Le Conseil d'État rétablit les permissions de sortie culturelles et sportives des détenus

Saisi en référé par l'Observatoire international des prisons et plusieurs syndicats, le Conseil d'État a estimé que la mesure portait une atteinte grave aux détenus éligibles et à leur réinsertion.
Le Conseil d'État rétablit les permissions de sortie culturelles et sportives des détenus
Illustration. (PhotoPQR / Maxppp)
Par La Rédaction
Le mercredi 6 mai 2026 à 14:28

Le Conseil d'État a suspendu, mardi 5 mai 2026, en référé, l'instruction de l'administration pénitentiaire qui demandait d'interrompre temporairement les permissions de sortie culturelles et sportives pour les détenus. Cette décision avait été prise dans la foulée de l'évasion d'un détenu lors d'une visite au musée du Louvre, en mars dernier. La haute juridiction administrative avait été saisie par l'Observatoire international des prisons, ainsi que par plusieurs associations et syndicats, dont la CGT insertion probation et le SNEPAP-FSU.

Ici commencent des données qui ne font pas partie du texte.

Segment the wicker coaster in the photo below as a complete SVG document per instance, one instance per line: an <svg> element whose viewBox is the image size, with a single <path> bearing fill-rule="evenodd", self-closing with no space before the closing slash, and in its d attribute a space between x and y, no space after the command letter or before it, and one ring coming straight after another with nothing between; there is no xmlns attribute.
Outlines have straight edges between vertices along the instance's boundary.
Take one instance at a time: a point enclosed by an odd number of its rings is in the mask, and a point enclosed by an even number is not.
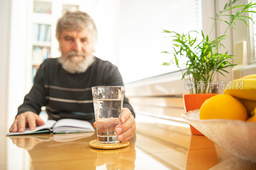
<svg viewBox="0 0 256 170"><path fill-rule="evenodd" d="M90 141L89 143L89 145L91 147L96 148L109 149L125 147L129 145L130 144L129 141L113 144L103 144L98 142L98 139L94 139Z"/></svg>

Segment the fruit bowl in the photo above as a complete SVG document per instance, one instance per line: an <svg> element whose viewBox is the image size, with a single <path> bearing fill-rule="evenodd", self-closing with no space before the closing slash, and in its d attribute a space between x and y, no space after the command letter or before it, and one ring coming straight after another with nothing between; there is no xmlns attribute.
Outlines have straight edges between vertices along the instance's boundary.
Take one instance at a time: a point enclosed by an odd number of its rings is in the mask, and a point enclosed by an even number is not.
<svg viewBox="0 0 256 170"><path fill-rule="evenodd" d="M228 151L256 162L256 122L224 119L201 120L200 110L189 111L181 117Z"/></svg>

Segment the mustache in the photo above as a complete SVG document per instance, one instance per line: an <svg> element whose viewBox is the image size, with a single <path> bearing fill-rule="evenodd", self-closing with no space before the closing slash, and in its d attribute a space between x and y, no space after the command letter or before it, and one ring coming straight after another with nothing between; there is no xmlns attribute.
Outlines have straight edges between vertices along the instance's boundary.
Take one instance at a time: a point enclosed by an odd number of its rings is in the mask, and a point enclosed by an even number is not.
<svg viewBox="0 0 256 170"><path fill-rule="evenodd" d="M83 51L71 51L65 55L68 58L74 56L83 56L85 58L87 56L87 54L86 53Z"/></svg>

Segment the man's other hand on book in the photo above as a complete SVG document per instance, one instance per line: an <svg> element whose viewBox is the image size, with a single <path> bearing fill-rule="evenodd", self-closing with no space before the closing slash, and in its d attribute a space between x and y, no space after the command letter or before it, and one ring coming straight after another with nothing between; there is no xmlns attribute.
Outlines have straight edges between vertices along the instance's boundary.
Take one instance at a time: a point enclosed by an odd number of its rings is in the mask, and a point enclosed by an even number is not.
<svg viewBox="0 0 256 170"><path fill-rule="evenodd" d="M37 126L44 124L44 121L38 115L32 112L26 112L16 116L13 123L9 129L9 132L22 132L25 130L26 127L29 127L29 129L33 130Z"/></svg>
<svg viewBox="0 0 256 170"><path fill-rule="evenodd" d="M125 142L134 136L136 130L135 120L130 110L124 108L119 116L119 120L121 123L116 126L115 131L117 134L117 140L120 142ZM95 122L93 123L93 126L97 128Z"/></svg>

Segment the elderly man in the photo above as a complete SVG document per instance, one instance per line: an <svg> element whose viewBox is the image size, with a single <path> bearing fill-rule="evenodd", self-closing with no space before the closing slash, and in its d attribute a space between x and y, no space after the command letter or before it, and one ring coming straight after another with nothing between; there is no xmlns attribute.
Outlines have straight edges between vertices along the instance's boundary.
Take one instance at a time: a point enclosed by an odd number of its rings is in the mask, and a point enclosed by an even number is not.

L'instruction contestée a été diffusée le 13 mars 2026 par simple courrier électronique. Émanant du directeur de l'administration pénitentiaire, à la demande du ministre de la Justice Gérald Darmanin, elle enjoignait à tous les directeurs interrégionaux de donner "un avis défavorable, jusqu'à nouvel ordre, à tous les projets de permissions de sortir collectives culturelles et sportives".

Le texte avait été pris après l'évasion d'un détenu du centre pénitentiaire de Nanterre (Hauts-de-Seine), condamné pour vol par effraction et trafic de stupéfiants. L'homme a pris la fuite lors d'un trajet en RER A, dans le cadre d'une sortie collective organisée au musée du Louvre. Cette sortie avait été maintenue contre l'avis du chef d'établissement.

Trois évasions en quelques mois

Dans sa décision, le Conseil d'État rappelle par ailleurs que "deux évasions s'étaient antérieurement produites, le 14 novembre à Rennes et le 28 décembre 2025 à Paris, lors de permissions de sorties collectives pour la pratique d'activités culturelles". L'évasion de Rennes (Ille-et-Vilaine) était survenue lors d'une sortie au planétarium.

Pour suspendre l'instruction, la juridiction administrative a estimé qu'elle "porte une atteinte grave et immédiate aux personnes détenues éligibles aux permissions de sortir (…) ainsi qu'à l'intérêt public qui s'attache à l'accompagnement des personnes condamnées en vue de leur réinsertion professionnelle ou sociale".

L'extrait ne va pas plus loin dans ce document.